News reports from Brooklyn Center, Minneapolis; Sligo Seventh-day Adventist Church; the Northeastern Conference; New York City and Loma Linda University Health:
In a report titled “Minnesota churches caught in standoffs between protesters and police,” Religion News Service (RNS) leads with news about Kenyan Community Seventh-day Adventist Church in Brooklyn Center, a suburb of Minneapolis where large protests decrying racism and police brutality have been taking place this month.
Daunte Wright, a 20-year-old African American man was killed in Brooklyn Center on April 11, 2021, after being shot by police.
Brooklyn Center is ten miles from where Officer Derek Chauvin killed George Floyd last year.
Kenyan Community Seventh-day Adventist Church has been offering food and water to demonstrators. Last weekend, a photo of police in formation outside the church went viral. The church has been open as a place for people to rest during daytime demonstrations.
“If someone wants to pray, or just a place to rest during the day, they can come in,” said the congregation’s pastor, Simeon Momanyi, to RNS.

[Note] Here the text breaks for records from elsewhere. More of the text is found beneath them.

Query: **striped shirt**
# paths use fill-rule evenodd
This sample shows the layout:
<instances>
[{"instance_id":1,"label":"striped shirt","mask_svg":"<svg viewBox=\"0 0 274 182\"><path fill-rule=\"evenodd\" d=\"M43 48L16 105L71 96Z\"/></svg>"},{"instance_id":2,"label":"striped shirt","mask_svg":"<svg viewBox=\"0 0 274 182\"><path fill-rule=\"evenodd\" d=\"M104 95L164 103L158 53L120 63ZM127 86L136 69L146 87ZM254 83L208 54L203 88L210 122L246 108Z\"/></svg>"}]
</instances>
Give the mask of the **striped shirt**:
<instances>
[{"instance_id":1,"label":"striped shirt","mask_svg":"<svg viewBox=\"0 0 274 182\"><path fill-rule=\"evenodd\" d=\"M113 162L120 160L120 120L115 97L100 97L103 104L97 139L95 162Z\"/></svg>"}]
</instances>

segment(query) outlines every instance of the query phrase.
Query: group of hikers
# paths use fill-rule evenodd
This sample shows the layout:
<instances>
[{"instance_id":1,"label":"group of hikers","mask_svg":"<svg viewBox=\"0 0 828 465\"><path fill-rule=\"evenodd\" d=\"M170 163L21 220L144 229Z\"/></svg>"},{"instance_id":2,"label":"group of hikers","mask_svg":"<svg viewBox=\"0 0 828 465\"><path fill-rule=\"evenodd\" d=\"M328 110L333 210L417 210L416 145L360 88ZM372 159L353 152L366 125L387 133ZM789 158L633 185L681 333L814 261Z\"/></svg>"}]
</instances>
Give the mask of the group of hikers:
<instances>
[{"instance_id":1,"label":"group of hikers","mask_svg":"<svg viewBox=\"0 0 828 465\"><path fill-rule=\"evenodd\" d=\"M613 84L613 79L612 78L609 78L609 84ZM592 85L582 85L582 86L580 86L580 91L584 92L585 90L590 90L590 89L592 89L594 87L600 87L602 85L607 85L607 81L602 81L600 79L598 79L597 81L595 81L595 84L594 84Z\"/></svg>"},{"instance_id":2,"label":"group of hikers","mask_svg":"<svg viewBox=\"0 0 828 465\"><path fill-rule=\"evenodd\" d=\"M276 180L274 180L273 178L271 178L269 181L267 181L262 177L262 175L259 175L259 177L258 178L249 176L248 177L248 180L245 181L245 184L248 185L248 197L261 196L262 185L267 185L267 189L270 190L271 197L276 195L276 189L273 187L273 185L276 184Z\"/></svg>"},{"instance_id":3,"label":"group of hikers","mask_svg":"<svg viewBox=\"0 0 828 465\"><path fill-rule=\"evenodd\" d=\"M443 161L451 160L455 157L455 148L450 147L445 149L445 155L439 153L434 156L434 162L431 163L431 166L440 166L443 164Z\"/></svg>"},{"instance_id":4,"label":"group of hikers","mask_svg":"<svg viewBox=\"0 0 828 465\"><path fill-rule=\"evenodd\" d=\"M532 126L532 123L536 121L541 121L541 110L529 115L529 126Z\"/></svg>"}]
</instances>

During the pandemic, the Women’s Ministry at Sligo Seventh-day Adventist Church in Takoma Park, Maryland, has been conducting a series of Wellness Wheel presentations on Sabbath afternoons. The final session will take place on April 24 at 3:30 pm EST via Zoom. The session addresses the conspiracy theories that have taken over the minds of many who have easily been swayed and deceived. To attend, register here.
From the Northeastern Conference: Atlantic Union Conference officials joined Northeastern Conference administrators in dedicating a new truck to be used in the service of Adventist Community Services (ACS). The brand new Freightliner truck will serve to enhance food delivery to a network of 58 food pantries in Northeastern Conference churches. “This new vehicle doubles our delivery capacity from 6 pallets to 12,” said ACS director Mario Augustave. “Furthermore, it is equipped with an automatic lift gate making loading and unloading much easier for our volunteers.”
A side door also makes deliveries more feasible to churches located on narrower streets.
The $96,000 acquisition was made feasible thanks in part to a $40,000 grant from the Atlantic Union Conference for this purpose.
The need for a new truck is the result of increasing food insecurity caused by the COVID pandemic.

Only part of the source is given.